All was quite for a moment. I could hear Kelly’s television come on in the background, then go off. She was checking the time on the display area at the bottom of the screen. She’d recently upgraded her cable package to digital and the time is always displayed on the screen right after you turn the unit on until you press another button on the remote to make the display go away.
“Courtney, I’ve got to go to bed. I’m sorry. I’m also sorry you ‘re in a fight. This will all be better in the morning.”
“I know it will.”
We both sat in silence. I heard her yawn.

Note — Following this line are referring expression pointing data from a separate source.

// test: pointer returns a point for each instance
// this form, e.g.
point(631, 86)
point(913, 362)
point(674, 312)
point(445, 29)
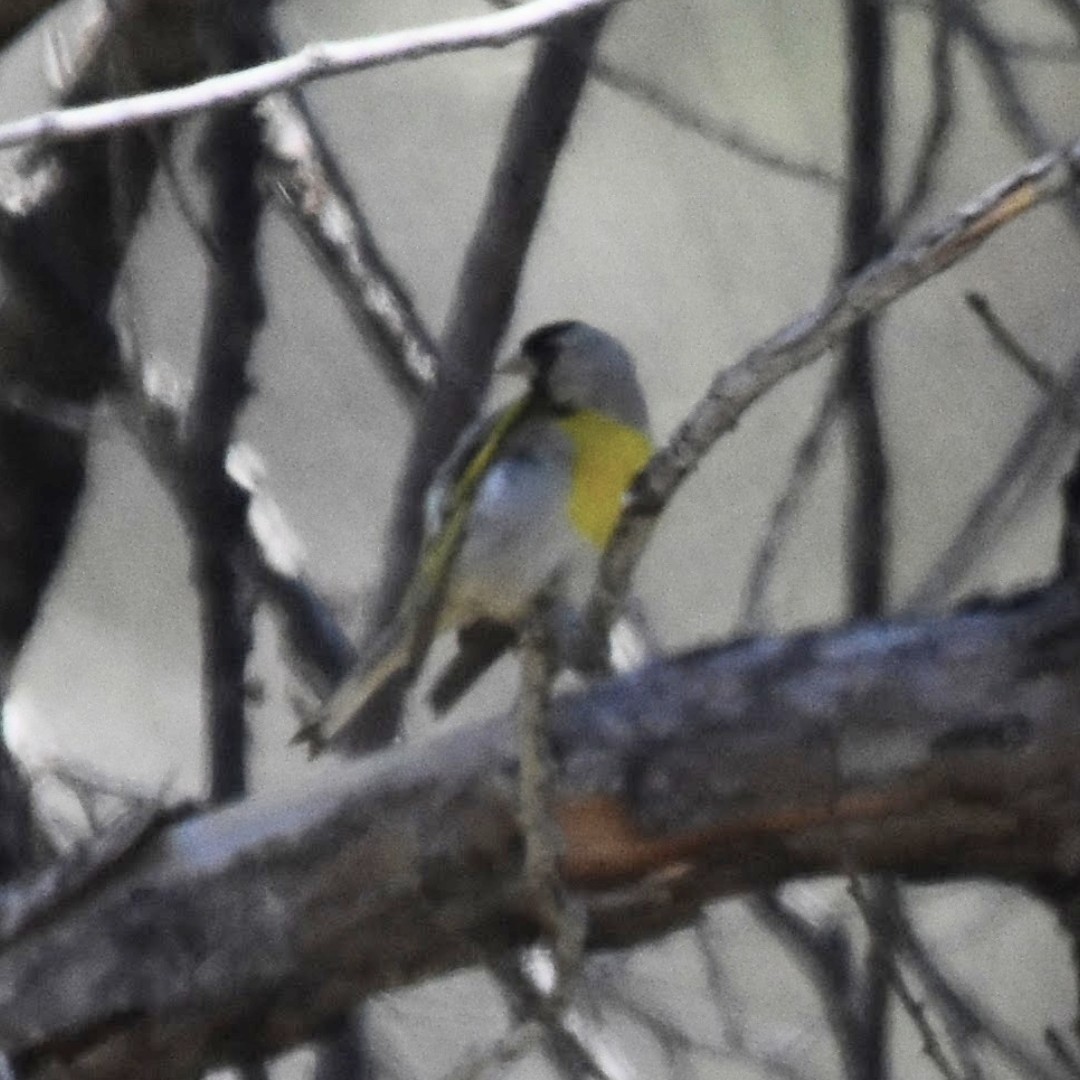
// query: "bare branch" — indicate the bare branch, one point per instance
point(688, 116)
point(1042, 376)
point(805, 463)
point(481, 310)
point(727, 769)
point(310, 188)
point(737, 388)
point(1023, 472)
point(915, 1009)
point(234, 312)
point(732, 138)
point(316, 61)
point(937, 125)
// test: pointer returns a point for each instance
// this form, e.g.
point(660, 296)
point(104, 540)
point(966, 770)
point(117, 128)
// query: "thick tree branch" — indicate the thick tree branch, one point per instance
point(941, 747)
point(481, 311)
point(737, 388)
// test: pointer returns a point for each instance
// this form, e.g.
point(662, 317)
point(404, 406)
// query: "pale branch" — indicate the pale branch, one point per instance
point(315, 61)
point(310, 188)
point(737, 388)
point(316, 647)
point(942, 747)
point(1036, 455)
point(1006, 89)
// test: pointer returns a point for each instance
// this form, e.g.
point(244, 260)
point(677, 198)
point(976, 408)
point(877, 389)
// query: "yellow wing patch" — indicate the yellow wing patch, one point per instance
point(608, 455)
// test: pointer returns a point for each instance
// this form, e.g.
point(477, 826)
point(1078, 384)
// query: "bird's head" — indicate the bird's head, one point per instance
point(576, 366)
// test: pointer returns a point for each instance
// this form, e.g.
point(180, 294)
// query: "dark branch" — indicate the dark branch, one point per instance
point(484, 301)
point(307, 183)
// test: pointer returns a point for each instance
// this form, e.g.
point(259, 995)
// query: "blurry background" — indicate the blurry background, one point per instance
point(690, 253)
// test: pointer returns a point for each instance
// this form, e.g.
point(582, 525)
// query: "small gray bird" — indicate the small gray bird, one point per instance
point(526, 503)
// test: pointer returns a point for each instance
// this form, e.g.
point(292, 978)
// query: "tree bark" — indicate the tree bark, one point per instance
point(934, 748)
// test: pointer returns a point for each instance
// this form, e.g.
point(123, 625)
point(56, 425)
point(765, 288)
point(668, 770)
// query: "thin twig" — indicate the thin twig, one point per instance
point(1022, 474)
point(1004, 88)
point(689, 117)
point(234, 311)
point(310, 188)
point(937, 126)
point(737, 388)
point(862, 1028)
point(931, 1044)
point(315, 61)
point(482, 307)
point(1042, 376)
point(731, 137)
point(967, 1014)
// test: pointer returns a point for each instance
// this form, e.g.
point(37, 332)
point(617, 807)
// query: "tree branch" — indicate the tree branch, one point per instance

“Don’t you even want to know what kind of container it was?” I asked. I knew she did; like me, she’s a detail person.
“What kind?”
“French onion dip.”
“I love that stuff.” She said.
“I do too,” I conceded, “but it’s trashy.”
“I know. Sleep on the couch in the living room; it’s longer and more comfortable. You always get cramped up on the family room couch; it’s just too short for you. Goodnight Courtney.”
“Good night Kelly, thanks.”
“You’re welcome. Goodnight.” I heard the dial tone comment in final agreement; I returned the receiver to its place on the wall.
All was humming. The dishwasher set on timer was so engaged, the first crickets of the new Spring rubbed and fiddled their legs until the sound of courtship sprang from their musical bodies and out into the virgin air, filling the world with its loveliness and simple hope.
I sat in the darkness contemplating both the vainness and the simplicity of it all, how really when broken down, they meant the same amount of trouble. Kelly was my only single friend, but when it came down to it, she was the one who helped me see my marriage as sacred, for the lack of her own in comparison.
My hand stumbled across the couch and then into the gutter where the two cushions meet. I touched something cylindrical in shape, metallic feeling and cold. My hand knew it to be a penny. I brought it from the dark of its upholstered prison and into the lamplight beside me. Turning it over between the tips of my fingers and the palm of my hand, I examined its wares and the words contained to its form. I closed my fingers across the presidents’ face and manifest words and gently laid him atop the table beside me. I got up from the short couch and walked down the hall to the kitchen where I retrieved the naughty container from the trash, rinsed it under luke water, then placed it atop the collected recycling as in a victorious declaration.
The bed was warm when I arrived. “I’m glad you’re here,” was all he said when I slid in beside him. I told him goodnight, that I loved him but it was too late; he was already back to sleep.